L’Italia era lontana, da lì, ciò che era stato lasciato pareva appartenere a un’altra vita. I silenzi, impregnati nei colloqui taciuti, si dissolvevano portati dal vento dei mari del nord, e il mattino presto, quando l’insonnia mi conduceva al risveglio dell’alba, voilà, nessuna traccia impressa sul mio viso, di quei cupi pensieri serali, fatti d’infinite domande senza risposte, evase come il volo di farfalle.
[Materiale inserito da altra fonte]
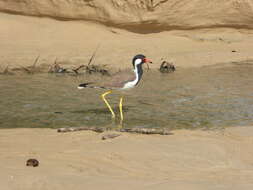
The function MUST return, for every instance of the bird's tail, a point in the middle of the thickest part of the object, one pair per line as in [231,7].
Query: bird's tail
[88,85]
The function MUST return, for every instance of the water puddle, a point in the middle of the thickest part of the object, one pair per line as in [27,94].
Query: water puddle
[207,97]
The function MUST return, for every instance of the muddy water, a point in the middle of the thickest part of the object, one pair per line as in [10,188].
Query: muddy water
[207,97]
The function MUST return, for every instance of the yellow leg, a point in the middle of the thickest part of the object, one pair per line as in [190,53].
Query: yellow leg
[108,105]
[120,109]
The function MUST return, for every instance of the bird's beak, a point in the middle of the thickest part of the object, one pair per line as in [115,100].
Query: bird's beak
[147,60]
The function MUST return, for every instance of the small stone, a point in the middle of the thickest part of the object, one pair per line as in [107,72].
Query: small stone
[167,67]
[32,162]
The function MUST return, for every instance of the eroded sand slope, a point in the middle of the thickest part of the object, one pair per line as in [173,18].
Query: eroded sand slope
[137,14]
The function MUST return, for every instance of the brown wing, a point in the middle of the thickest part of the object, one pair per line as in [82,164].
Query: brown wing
[119,79]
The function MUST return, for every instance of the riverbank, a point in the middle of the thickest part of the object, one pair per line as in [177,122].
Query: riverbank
[72,43]
[219,159]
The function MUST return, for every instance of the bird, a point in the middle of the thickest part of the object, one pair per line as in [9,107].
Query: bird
[121,81]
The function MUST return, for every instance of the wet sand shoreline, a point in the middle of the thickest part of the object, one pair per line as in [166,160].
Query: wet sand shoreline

Il signore con il cappotto cammello, si offrì, con un fare cortese d’altri tempi, di accompagnarmi in visita a negozi adatti alle mie necessità del momento. “Prima andiamo a pranzo!” dice, lasciando a me la scelta del ristorante, scelgo, ed ecco che ha da dire la sua, che avrebbe voluto un locale più alla moda per il nostro primoincontro. L’illuminazione mi sembrava condurre una sottile intimità, eccessiva, per quell’appuntamento primo, piatto, che non sarebbe arrivato al secondo, né tantomeno al dolce. Fuori. Seguendo un’ampia strada, libera, attraversammo le montagne locali, piccole colline, pensando al massiccio a protezione della mia casa e al vicino gigante dormiente, a cospetto dell’adriatico.
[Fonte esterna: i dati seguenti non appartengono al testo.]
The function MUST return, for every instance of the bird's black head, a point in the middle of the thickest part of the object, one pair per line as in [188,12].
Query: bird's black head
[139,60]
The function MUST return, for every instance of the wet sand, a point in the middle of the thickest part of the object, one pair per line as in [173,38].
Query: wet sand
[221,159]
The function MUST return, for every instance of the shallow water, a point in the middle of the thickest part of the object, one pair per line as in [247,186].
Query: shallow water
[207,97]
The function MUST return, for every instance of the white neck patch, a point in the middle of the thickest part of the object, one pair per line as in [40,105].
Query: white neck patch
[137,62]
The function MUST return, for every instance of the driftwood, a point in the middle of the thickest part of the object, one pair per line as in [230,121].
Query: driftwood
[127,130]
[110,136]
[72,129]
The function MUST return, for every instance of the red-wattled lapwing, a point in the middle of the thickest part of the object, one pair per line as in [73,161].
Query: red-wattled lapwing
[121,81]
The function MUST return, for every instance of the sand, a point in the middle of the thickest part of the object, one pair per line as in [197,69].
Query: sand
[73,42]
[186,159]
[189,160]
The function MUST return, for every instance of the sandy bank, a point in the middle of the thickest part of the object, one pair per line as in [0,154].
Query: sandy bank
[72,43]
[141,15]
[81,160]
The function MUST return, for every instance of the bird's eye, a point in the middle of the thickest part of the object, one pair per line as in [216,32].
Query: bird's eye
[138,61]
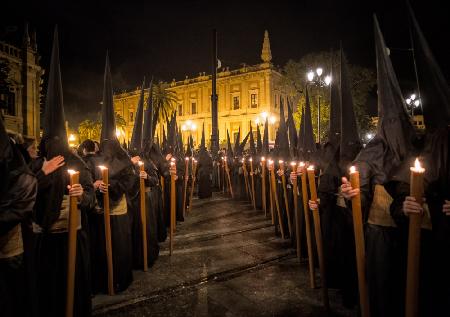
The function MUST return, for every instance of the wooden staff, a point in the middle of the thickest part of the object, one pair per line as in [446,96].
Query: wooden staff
[227,169]
[263,185]
[173,174]
[194,171]
[298,224]
[286,202]
[107,220]
[415,223]
[143,216]
[359,244]
[275,198]
[186,179]
[253,183]
[244,169]
[72,245]
[318,235]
Gli occhi bruciavano e la gola la sentivo irritata (sono allergica alla polvere e alla muffa), la gentilezza del signore con il cappotto cammello m’inibiva nel dirgli che quel posto era sbagliato per me. Non volevo sembrare scortese, ed era impossibile nascondere la sua ricerca di volermi conquistare in tutti i modi. Anche con gli occhiali scuri e disquisendo sullo stato socio-culturale-economico italiano, facevo un poco fatica a distrarlo (accidenti a me che avevo messo la gonna con gli stivali alti). Calcolava le distanze, il signore dal cappotto cammello, per avvicinarsi e sfiorami ora il fianco, ora la spalla, ora il gomito e condurmi verso di lui che con l’altra mano aperta a offerta, indicava i pezzi esposti nel mercato. Ma. Non aveva nulla davanti a sé che io desiderassi. “Non offrirmi l’anello antico, non il piatto cinese di un’epoca cancellata”, avrei voluto dirgli. Sì, un caffè canadese corto, lungo, se concepito italiano, con poca crema e senza zucchero, lui questo non me l’ha chiesto ed io non l’ho richiesto, trattenendomi la voglia per casa, come la pipì. Pure continuava a girare a zonzo, in quello spazio dall’odore di soffitta consacrata. Fuori. Il primo giorno di sole caldo, da quando era arrivata. “Aprite queste porte e le finestre, se ci sono, andate all’aria!” Porta Portese rappresentava il paradiso, al momento. Tuttavia seguivo quell’uomo gentile. Mette tra le mie mani una marmellata di Bakeapple (Cloudberry). “Portala in Italia! Un ricordo.” La mia vita sarebbe stata più divertente se non avessi avuto problemi con le allergie.